First was Red, Red was a fair skinned redheaded boy with a ton of freckles… no muscle and bit chunky around the middle. Not very hot to me and to top it off quite the computer nerd. I am more attracted to the bad boy image then a nerd. But a nerd he was. His **** was a good size. I think larger then my previous two lovers. He was not very talented in bed. None of my previous lovers were. In fact I didn't have my first ****** until my husband. Anyways, sex was normal … vanilla… nothing to write home about. It was in his dirty bedroom and quick. I couldn't wait to leave. It was the first time I had ever had sex with someone and wasn't emotionally connected with them.  I felt hollow and fake.
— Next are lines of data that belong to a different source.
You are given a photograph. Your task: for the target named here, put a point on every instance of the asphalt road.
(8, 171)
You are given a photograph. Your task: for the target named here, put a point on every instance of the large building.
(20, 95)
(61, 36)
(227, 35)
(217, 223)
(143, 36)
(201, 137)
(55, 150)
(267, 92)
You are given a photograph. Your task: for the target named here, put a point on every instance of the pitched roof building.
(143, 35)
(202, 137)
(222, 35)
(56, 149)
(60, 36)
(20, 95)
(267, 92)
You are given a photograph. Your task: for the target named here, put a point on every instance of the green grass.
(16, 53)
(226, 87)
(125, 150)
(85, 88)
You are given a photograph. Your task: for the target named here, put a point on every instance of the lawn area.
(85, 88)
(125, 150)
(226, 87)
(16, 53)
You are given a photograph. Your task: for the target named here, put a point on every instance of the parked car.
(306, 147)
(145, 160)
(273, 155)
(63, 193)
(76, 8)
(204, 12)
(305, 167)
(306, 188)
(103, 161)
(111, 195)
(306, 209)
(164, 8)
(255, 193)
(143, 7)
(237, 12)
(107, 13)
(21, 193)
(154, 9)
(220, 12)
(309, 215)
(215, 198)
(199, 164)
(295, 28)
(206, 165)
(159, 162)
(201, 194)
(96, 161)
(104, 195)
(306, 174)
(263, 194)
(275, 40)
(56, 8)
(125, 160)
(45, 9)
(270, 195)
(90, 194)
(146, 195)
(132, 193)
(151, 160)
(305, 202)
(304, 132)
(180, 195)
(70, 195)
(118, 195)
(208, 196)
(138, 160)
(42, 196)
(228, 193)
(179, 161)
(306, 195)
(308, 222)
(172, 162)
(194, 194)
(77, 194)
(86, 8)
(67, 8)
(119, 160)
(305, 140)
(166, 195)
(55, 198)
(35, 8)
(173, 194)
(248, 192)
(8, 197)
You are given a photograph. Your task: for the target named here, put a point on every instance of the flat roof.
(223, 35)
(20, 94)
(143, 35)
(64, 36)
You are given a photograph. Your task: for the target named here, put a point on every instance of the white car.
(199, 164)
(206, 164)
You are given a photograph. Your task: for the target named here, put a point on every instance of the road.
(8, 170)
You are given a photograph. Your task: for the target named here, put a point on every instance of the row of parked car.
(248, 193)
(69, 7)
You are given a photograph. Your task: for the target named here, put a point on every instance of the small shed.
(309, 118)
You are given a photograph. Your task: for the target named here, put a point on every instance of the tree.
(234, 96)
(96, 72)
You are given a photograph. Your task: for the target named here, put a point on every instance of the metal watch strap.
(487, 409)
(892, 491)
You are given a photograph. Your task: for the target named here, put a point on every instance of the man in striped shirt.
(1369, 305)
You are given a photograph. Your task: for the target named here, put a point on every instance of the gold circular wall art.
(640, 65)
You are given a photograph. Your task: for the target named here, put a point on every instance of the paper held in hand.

Next was Baggerboy, He was waiting at my house for me. He liked to sneak into my room and be waiting for me when I came home. Baggerboy is what I was attracted to. He is average height and more muscles then Red but not bulging. Lean no chub around the middle. Skin slightly olive color and clean with dark brown hair and blue/hazel eyes. And his smile…….awww… made me melt. He was witty and fun and had an edge of bad boy but at the same time neighborhood nice guy. Funny, **** wise… he is much smaller in size then his friend. But in bed, a MUCH better lover. He is smaller but more in tuned with his body as well as mine. Everyone always brags about **** size how it’s so important. This is a bunch of bull. I ended up with the man with a smaller ****… I had the chance to be with a man who loved me and who was larger but I CHOSE to be with a better man who happened to be smaller in size. To me.. Size doesn't matter. After he left for the night I laid there on my bed looking at the ceiling and was amazed at myself. I couldn't believe that I had done that. I had slept with two guys in the same day. What was I doing?
 
 As soon as the holiday was over I broke up with Red. He was heartbroken. He cried. He couldn't understand why I would break up with him. I had told him I didn't feel the same towards him as he did towards me. He was in love with me. He begged for sex one more time. He pleaded. He asked if I could “grow” to love him. It broke my heart to break his. So not fair to him to have to go though that. But I loved Baggerboy. So I dumped him and left and Baggerboy was waiting at my house in my bedroom for when I got home.
Baggerboy and I waited a few more weeks to make it official to our friends that we were a couple. He even tried to do the noble thing and ask Red if he was ok with him and I going out. Of Red said he didn't mind. But Red quickly stopped being around. My fears had come true. The Best friends were no more and it was my fault.

But it turns out to all be OK  Baggerboy and I have now been together for 19 years and are stronger then ever. I am so ashamed of being the cheating girlfriend but I wouldn't change the outcome for the world.  
JoeysGoddess JoeysGoddess
36-40, F
6 Responses Jan 12, 2013

Friends?

done... hi!

Great story. Thanks for sharing. Hope you have many more happy years.

me too! lol

Nice Story. Sometimes you just have to do what your heart tells you is right.

yes we do

A sweet little love story, that ended well for you and BB

My own little f'ked up little fairytale

Baggerboy loves you very much, its a very sweet outcome

yes its kindof our little messed up fairytale...lol

It doesn't sound very messed up at all, you and BB were meant to be!!

Thanks for your kind words....and yes I do love her dearly!!!!!

~Baggerboy

Great story....Thanks your Baggerboy!!!!!